Como foi destacado, o objectivo é obter informações e dados para serem avaliados pela administração e pelos arquitectos, por forma a tentar corresponder às expectativas da comunidade local.

A demolição e o início dos trabalhos subterrâneos – ligações à infra-estrutura eléctrica, canalização e esgotos – já teve início na esquina da Dupont e Campbell, mas as obras de construção propriamente ditas, só deverão arrancar em pleno no Verão.

Estima-se que a construção do edifício leve cerca de três anos a completar, após o que começará a proceder-se à instalação da biblioteca, num processo que se prevê demore mais oito a nove meses e que com um custo orçado em cerca de cinco milhões de dólares.

Segundo Ana Bailão, esse montante será financiado em parte pelo empreiteiro desta obra e pelo que erigiu os edifícios situados na esquina da Dupont e Landsdowne, no cumprimento de uma das condições impostas pela Câmara em resposta ao aumento da densidade habitacional nesta zona da cidade.

Entretanto, está-se agora a dar início ao processo de consulta dos moradores da área e aos utentes da biblioteca actual para determinarem quais são as suas necessidades e o que desejam ver nas novas instalações que, segundo foi revelado, ocupará uma superfície com 10.000 pés quadrados no rés-do-chão do edifício.

Face à informação prestada, incluindo exemplos de outras bibliotecas e espaços públicos, e numa tentativa de auscultar o público, foram solicitados comentários da assistência que apresentou um grande número de perguntas e sugestões ao longo da sessão.
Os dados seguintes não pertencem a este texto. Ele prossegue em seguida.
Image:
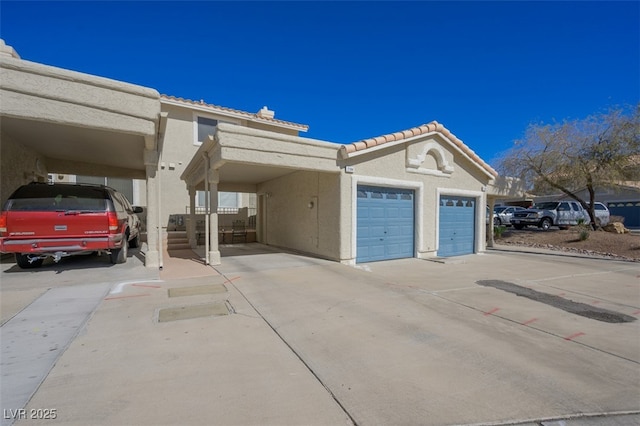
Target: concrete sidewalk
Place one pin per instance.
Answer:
(307, 341)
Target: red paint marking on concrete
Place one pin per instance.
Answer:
(125, 297)
(493, 311)
(574, 335)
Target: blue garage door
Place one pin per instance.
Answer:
(385, 224)
(457, 226)
(630, 210)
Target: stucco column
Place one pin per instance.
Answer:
(152, 257)
(191, 229)
(490, 240)
(214, 250)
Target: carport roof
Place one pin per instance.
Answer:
(404, 135)
(264, 115)
(244, 157)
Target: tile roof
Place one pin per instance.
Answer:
(236, 112)
(434, 126)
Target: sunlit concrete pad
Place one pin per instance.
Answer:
(197, 290)
(194, 311)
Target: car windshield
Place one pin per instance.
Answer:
(57, 198)
(546, 206)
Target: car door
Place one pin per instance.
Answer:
(565, 213)
(508, 214)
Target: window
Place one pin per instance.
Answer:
(205, 127)
(598, 206)
(225, 199)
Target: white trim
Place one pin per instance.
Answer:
(345, 155)
(443, 168)
(418, 206)
(479, 214)
(196, 114)
(233, 115)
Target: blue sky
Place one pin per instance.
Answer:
(353, 70)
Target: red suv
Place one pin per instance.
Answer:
(43, 220)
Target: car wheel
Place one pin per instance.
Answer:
(545, 224)
(135, 242)
(119, 255)
(23, 261)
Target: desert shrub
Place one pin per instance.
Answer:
(583, 234)
(614, 218)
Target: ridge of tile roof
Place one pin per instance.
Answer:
(431, 127)
(249, 115)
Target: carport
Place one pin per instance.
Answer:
(290, 175)
(66, 122)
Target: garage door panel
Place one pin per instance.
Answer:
(385, 224)
(457, 226)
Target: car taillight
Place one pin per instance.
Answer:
(3, 223)
(113, 222)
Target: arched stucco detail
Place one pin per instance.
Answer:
(415, 164)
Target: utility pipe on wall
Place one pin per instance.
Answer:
(206, 208)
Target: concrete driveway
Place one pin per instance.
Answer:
(307, 341)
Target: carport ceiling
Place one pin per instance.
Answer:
(242, 173)
(85, 145)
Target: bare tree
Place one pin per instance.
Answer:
(600, 150)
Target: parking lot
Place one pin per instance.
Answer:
(307, 341)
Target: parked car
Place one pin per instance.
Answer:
(556, 213)
(603, 216)
(502, 214)
(43, 220)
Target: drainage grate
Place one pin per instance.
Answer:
(197, 290)
(567, 305)
(193, 311)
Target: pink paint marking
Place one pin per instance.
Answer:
(493, 311)
(125, 297)
(232, 279)
(574, 335)
(145, 285)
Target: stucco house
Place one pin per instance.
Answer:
(415, 193)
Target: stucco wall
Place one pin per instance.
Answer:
(19, 166)
(291, 223)
(452, 173)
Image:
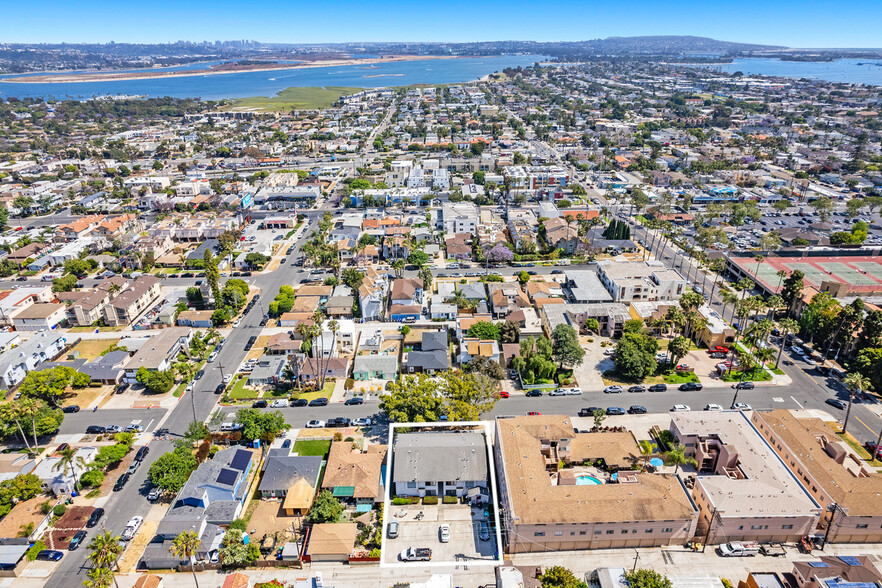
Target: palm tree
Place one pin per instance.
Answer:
(11, 412)
(105, 551)
(677, 457)
(68, 462)
(856, 383)
(184, 545)
(99, 577)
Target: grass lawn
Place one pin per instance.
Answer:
(324, 393)
(318, 447)
(239, 392)
(680, 378)
(91, 349)
(293, 98)
(755, 376)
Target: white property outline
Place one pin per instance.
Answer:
(387, 500)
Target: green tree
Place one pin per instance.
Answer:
(560, 577)
(565, 345)
(325, 509)
(184, 546)
(647, 579)
(171, 470)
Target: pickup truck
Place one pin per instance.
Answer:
(738, 549)
(415, 554)
(772, 549)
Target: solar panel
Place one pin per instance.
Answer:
(240, 460)
(227, 477)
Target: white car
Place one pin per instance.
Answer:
(132, 528)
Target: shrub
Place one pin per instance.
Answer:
(92, 479)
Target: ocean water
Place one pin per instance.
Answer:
(853, 71)
(268, 83)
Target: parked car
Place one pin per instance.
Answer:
(49, 555)
(76, 541)
(95, 517)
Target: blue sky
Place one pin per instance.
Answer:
(805, 23)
Algumas das sugestões eram direccionadas ao próprio espaço em si, no sentido de se incluírem elementos de design e materiais alusivos à relação desta zona da cidade com os caminhos de ferro, além de salas de reunião e cubículos privados, outras centraram-se nos programas e serviços prestados e no conteúdo que será oferecido ao público já que, como alguém salientou como exemplo, existe actualmente uma "superabundância" de revistas de mexericos, mas faltam publicações de cariz mais sério, como sejam a New Yorker ou a Scientific American.

O processo de ampliação da biblioteca Perth/Dupont iniciou-se em 2011, após uma proposta da vereadora Ana Bailão, quando ninguém acreditava sequer que isso fosse possível.

Como explica a edil: "esta é uma das bibliotecas mais pequenas da cidade [...] e há uns anos atrás, quando até se falava em fechar bibliotecas, esta comunidade e eu dissemos `não, não vamos fechar – pelo contrário, precisamos de uma maior, porque a nossa comunidade está a crescer'".

Por isso, afirmou, esta reunião representa um momento "especial" para todos quantos acreditaram que isso era possível e que lutaram por isso.

Agora, com o projecto lançado e vislumbres da sua conclusão já no horizonte, Moe Hosseini-Ara considera que se trata de um claro reconhecimento da visão e do esforço que foram necessários para se chegar a este ponto.

"Se não fosse por si, isto não estaria a acontecer", afirmou o responsável das Bibliotecas de Toronto ao dirigir-se à vereadora luso-canadiana, para a qual pediu uma salva de palmas.

Em declarações à comunicação social, Ana Bailão elogiou o carinho demonstrado pelos residentes em relação a esta biblioteca e deu-lhes crédito por terem identificado a necessidade de a renovar e ampliar, e por terem lutado nesse sentido, referindo ter-se apenas limitado a dirigir esse esforço.

Esta é uma de várias obras de grande envergadura a decorrerem nesta zona da cidade, conhecida por "Junction Triangle", onde ainda este ano vai ser inaugurado o George Chuvalo Centre, localizado na Rua Sousa Mendes – assim designada em homenagem ao cônsul de Portugal em Bordéus que salvou milhares de pessoas dos nazis durante a Segunda Guerra Mundial – e que será inaugurada também na Primavera.